The incremental benefits of adding NBE and DVPI measurements are useful. In experienced hands these measurements can usually be performed within 5–10 minutes, at the same time as an NT measurement. 13,14 The cost of the ultrasound component of the Combined or Integrated tests is enormously variable between centres, but the additional cost of measuring NBE and DVPI in the same ultrasound examination used for NT measurement should not be great. PlGF is of little value at about 11 weeks’ gestation, but is useful in those pregnancies seen later in the first trimester, and the contribution to the overall cost of testing is relatively small.

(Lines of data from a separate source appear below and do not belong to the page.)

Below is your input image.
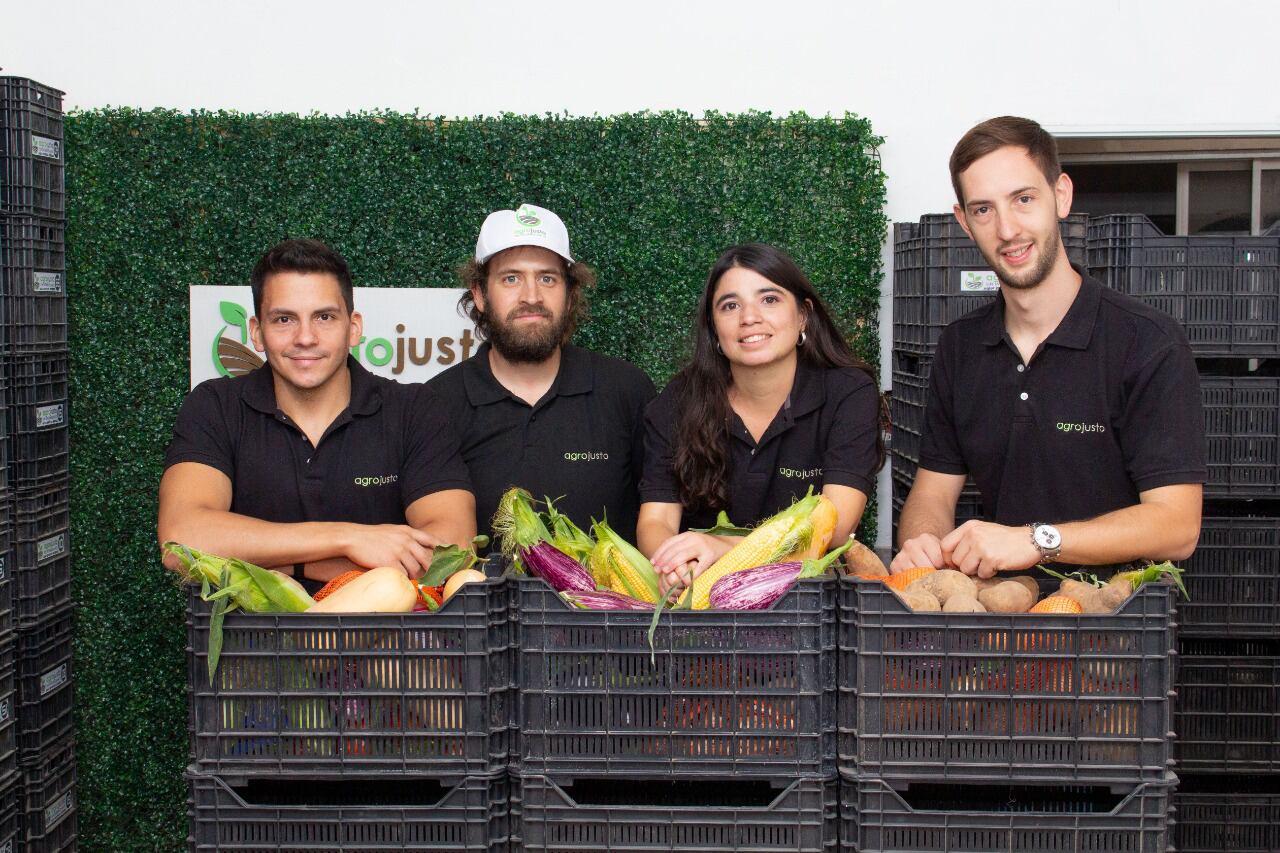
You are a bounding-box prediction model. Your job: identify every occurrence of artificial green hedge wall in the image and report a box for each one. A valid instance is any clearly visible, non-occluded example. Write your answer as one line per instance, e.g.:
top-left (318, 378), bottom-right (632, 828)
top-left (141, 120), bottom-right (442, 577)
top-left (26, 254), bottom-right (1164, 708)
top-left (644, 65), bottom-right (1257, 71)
top-left (67, 109), bottom-right (886, 850)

These estimates of screening performance are close to those recently reported for maternal plasma DNA sequencing methods. These can achieve detection rates of about 98% or more with false-positive rates of about 0.2% or less with test failure rates between 3% and 7%. 15–17 At present, the main concern with DNA testing is this failure rate, the cost of the test and the need to send samples to specialist DNA sequencing laboratories. If a DNA result is not available, the pregnancy would either have to be regarded as screen-positive, and an amniocentesis offered, or screen-negative, and an amniocentesis not offered. If regarded as screen-positive, the overall false-positive rate would be about 3.2% or more. For the same 98% detection rate, the false-positive rate of the Integrated test with DVPI, NBE and PlGF is 2.7% (Table 1). Screening using biochemistry, ultrasound and maternal age may also lack one or two markers (e.g. a nasal bone result), but unlike DNA testing, a result can still be given based on markers for which results are available, and such occasional missing data have little effect on overall screening performance.

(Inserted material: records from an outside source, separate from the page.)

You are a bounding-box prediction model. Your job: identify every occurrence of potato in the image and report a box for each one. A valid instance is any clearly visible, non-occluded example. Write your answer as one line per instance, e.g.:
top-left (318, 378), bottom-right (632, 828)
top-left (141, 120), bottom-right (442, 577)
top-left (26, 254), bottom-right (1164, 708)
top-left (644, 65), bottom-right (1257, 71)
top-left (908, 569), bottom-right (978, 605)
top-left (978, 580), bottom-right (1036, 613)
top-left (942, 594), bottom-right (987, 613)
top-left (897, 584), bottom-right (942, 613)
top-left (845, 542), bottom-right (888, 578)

So, while screening performance with non-DNA methods is less than that reported for DNA methods, the difference is small and the method of choice uncertain. Comparisons between non-DNA screening methods and DNA methods need to take account of several factors, including cost, simplicity and provision of other clinical information that might be of relevance to the pregnancy, such as screening for pre-eclampsia. It would be useful if DNA sequencing screening methods were introduced in selected centres together with the best available non-DNA methods so that experience and data with both methods are gained in the same pregnancies to compare their screening performance, cost, ease of use and incidental clinical benefits in the same women.